Und überhaupt wünschte ich mir manchmal, ich hätte beim meinem Training ein Mobiltelefon dabei. Um unterwegs so vieles mittels Fotos oder Video festzuhalten und es einigen meiner Mitmenschen mal unter die Nase zu halten:
- Die laufende Mutter mit dem Kind im Babyjogger und dem weiteren auf dem Rad neben ihr (bei Regen!).
- Den mittlerweile 76 jährigen Läufer (seitdem ich mich jüngst "traute", ihn mal anzuquatschen, weiß ich sein Alter), der regelmäßig noch läuft (LÄUFT!!!!!) und oft von seiner Frau auf Jährigedem Rad begleitet wird.
- Der ca. 30-jährige im Rollstuhl, den ich in einem nahegelegenen Outdoorparcour immer mal wieder Kraftübungen machen sehe. Als der mal merkte, dass ich ihn irritiert beobachtete, rief er mir zu "Oberkörper geht", und grinste.
- Den Triathleten, der in den 3 Wochen unmittelbar vor einer Hüft-OP nochmal ein derartiges Training rausgehauen hat, als ob es für ihn direkt nach Kona ginge, statt in die Anästhesie. O-Ton: "Dann fällt die Reha nach der OP genau in die nötige Regi-Phase und mein Körper startet nicht komplett als Wrack."
Also meine Störfaktoren im Training sind da deutlich profaner. Teilweise sogar Nichtigkeiten, bei Lichte betrachtet. Egal wie klein oder groß aber die Dinge sind, die uns im Kopf rumschwirren, während wir eigentlich trainieren sollten und unseren Plan verfolgen, selten hat es mir etwas gebracht, wenn ich mein Training darunter habe leiden lassen.
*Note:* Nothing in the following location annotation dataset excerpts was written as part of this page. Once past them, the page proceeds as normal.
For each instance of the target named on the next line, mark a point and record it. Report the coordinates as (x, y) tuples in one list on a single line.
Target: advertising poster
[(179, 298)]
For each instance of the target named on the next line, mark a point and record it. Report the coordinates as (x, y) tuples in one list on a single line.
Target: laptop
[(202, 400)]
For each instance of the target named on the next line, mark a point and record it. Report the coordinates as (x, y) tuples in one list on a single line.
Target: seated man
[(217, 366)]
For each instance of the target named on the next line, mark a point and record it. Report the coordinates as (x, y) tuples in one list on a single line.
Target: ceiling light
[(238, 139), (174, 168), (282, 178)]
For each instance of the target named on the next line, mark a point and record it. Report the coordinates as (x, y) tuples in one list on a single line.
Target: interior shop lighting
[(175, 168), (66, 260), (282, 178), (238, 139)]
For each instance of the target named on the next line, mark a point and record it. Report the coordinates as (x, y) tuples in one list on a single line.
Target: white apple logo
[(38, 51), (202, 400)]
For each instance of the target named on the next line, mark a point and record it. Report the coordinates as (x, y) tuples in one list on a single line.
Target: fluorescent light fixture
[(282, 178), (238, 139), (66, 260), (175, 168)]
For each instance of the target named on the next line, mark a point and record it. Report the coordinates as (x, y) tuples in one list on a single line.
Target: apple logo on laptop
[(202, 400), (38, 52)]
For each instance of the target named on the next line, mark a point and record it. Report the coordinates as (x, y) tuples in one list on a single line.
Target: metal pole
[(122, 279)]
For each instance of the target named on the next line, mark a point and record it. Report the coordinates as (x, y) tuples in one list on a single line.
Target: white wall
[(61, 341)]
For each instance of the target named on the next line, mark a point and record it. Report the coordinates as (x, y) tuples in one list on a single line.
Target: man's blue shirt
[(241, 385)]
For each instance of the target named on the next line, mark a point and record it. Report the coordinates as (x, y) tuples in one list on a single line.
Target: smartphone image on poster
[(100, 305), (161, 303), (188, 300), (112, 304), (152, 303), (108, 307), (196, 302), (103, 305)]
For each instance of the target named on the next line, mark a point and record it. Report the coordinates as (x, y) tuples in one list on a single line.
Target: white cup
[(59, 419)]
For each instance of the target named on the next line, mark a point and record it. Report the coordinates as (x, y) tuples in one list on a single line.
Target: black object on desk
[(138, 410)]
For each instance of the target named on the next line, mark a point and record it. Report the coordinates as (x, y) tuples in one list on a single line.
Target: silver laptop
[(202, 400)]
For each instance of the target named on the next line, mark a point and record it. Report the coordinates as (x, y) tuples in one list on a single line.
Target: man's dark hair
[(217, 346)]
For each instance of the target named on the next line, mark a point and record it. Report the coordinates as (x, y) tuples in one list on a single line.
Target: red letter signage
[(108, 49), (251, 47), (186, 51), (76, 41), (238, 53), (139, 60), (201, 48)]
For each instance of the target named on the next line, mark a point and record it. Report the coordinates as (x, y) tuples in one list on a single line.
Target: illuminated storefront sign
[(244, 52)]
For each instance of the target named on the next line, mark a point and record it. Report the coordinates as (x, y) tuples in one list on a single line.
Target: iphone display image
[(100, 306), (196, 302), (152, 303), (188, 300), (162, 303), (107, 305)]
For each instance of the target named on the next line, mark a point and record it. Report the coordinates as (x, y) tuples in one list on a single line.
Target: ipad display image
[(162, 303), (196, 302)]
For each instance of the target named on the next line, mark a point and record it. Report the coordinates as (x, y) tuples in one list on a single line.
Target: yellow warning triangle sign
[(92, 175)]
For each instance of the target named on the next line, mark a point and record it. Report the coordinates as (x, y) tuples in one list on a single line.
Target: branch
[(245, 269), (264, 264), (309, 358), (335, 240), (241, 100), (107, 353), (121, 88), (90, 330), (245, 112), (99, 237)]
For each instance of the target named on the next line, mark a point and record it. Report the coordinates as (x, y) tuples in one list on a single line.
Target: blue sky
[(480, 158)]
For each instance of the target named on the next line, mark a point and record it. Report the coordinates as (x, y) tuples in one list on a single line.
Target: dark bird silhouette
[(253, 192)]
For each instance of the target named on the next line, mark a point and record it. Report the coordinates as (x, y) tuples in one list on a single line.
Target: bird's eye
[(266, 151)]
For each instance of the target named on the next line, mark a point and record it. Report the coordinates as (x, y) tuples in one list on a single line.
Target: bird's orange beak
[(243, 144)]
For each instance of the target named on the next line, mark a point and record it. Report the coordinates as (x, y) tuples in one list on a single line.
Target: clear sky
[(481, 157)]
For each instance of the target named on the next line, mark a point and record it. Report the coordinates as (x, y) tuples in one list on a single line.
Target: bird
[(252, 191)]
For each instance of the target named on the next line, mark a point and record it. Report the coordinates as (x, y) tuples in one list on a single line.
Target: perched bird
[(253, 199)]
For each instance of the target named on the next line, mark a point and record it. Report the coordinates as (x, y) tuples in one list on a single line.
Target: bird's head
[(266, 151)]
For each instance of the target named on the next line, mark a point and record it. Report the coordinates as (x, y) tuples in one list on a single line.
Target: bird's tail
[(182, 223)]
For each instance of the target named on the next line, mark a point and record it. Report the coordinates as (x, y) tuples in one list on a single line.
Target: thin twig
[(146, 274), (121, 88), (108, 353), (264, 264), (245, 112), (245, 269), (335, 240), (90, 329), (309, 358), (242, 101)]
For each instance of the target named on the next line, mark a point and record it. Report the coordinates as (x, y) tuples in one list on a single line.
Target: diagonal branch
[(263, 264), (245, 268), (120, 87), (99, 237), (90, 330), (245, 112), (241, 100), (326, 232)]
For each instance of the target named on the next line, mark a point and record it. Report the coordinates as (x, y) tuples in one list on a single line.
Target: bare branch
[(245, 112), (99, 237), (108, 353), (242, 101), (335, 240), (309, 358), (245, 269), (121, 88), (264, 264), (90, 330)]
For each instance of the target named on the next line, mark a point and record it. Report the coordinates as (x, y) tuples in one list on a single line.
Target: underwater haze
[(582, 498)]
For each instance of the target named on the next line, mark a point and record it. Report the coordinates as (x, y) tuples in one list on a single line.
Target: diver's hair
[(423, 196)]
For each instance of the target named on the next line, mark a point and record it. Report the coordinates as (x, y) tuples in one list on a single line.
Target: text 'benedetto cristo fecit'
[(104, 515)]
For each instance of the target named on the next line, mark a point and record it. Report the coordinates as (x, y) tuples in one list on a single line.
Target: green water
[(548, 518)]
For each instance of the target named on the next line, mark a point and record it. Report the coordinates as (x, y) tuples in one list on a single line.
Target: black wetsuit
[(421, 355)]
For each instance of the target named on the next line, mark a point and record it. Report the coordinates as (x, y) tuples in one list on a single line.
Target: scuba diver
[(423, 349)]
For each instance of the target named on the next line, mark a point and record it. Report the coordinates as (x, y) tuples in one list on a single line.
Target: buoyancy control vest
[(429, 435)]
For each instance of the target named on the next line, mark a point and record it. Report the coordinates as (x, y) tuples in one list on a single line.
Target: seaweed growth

Vielleicht hilft dir ja die kleine Übung, auf die ich immer gern zurückgreife, wenn mein geistiger "To-Do-Zettel" mich mal wieder vom Training ablenkt. Egal was auch immer Dich aus Deinem Alltag noch verfolgt: Sobald Du die Uhr zu Trainingsstart drückst, verinnerliche, dass Du es nicht lösen kannst. Sobald die Gedanken sich melden, sprich vor Deinem „geistigen Ohr“ das Wort: "Stopp!". Und was für die einzelne Trainingseinheit gilt, das gilt selbstverständlich auch bei Deinen Plänen. Während Du sie schmiedest, kommen Dir unzählige Umstände in den Sinn, die das ganze zum Wackeln bringen. So viele Fragezeichen, Unsicherheiten… Und wieder: "Stopp!"" Was Du heute nicht klären und nicht ausräumen kannst, das ist Schicksal. Entzieht sich Deinem Machtbereich.
Ganz egal wo Du heute läuferisch stehst, niemand außer Dir selbst hält Dich auf, durchzustarten. Und wer es nicht schafft zu planen, der plant, es nicht zu schaffen.
In diesem Sinne hoffe ich, bei Dir läuft alles nach Plan!